The Unsigned Guide
- Type: Private
- Industry: Music
- Genre: Publishing
- Founded: 2003
- Founders: Stef Loukes Lee Donnelly
- Headquarters: Manchester, England
- Area served: Worldwide
- Key people: Stef Loukes Lee Donnelly Louise Dodgson Jamie Hamilton
- Products: Printed Publication Digital Subscription
- Website: theunsignedguide.com

= The Unsigned Guide =

The Unsigned Guide is an online contacts directory and careers guide for the UK music industry. Founded in 2003, and first published as a printed directory, The Unsigned Guide became an online only resource in November 2011. It is produced for emerging bands, artists, music managers, and the UK music industry and contains directory listings covering all aspects of the business from record labels, music publishers, PR companies, recording studios, managers to radio stations, venues, gig promoters, festivals and music distribution.

== Publishing details ==
The Unsigned Guide is published by mcr:music.
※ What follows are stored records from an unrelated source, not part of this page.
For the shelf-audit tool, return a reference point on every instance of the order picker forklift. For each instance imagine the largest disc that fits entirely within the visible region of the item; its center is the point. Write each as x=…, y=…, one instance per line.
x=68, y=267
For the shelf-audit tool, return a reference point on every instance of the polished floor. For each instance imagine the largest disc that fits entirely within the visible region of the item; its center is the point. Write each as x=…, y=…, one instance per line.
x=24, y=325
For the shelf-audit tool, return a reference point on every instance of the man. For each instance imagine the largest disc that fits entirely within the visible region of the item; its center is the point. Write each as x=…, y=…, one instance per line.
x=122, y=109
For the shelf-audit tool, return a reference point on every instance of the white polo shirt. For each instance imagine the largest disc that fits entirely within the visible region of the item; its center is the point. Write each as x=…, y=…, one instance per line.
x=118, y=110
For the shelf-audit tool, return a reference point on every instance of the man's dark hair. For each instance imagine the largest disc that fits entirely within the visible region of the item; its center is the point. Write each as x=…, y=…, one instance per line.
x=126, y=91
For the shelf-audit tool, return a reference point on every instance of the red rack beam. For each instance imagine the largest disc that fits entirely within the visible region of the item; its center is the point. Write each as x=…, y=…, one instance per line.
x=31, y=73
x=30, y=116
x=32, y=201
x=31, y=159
When a printed directory The Unsigned Guide was published and revised every 12–15 months. Now an online only directory the contact listings are constantly updated throughout the year.

===Edition details===
- North West Edition 1 (2003)
- North West Edition 2 (2004)
- Greater London Edition (2005)
- UK Edition 1 (2006)
- UK Edition 2 (2007)
- UK Edition 3 (2008)
- UK Edition 4 (2010)
- The Unsigned Guide Online (2011)

===Full UK coverage===
The Unsigned Guide's directory listings cover the whole of the UK; split into 11 regions:
- Greater London
- Midlands
- North West
- North East
- East of England
- South East
- South West
- Yorkshire
- Scotland
- Northern Ireland
- Wales

===Spotlight blog===
The Guide publishes a Spotlight blog highlighting the best new music from their emerging members.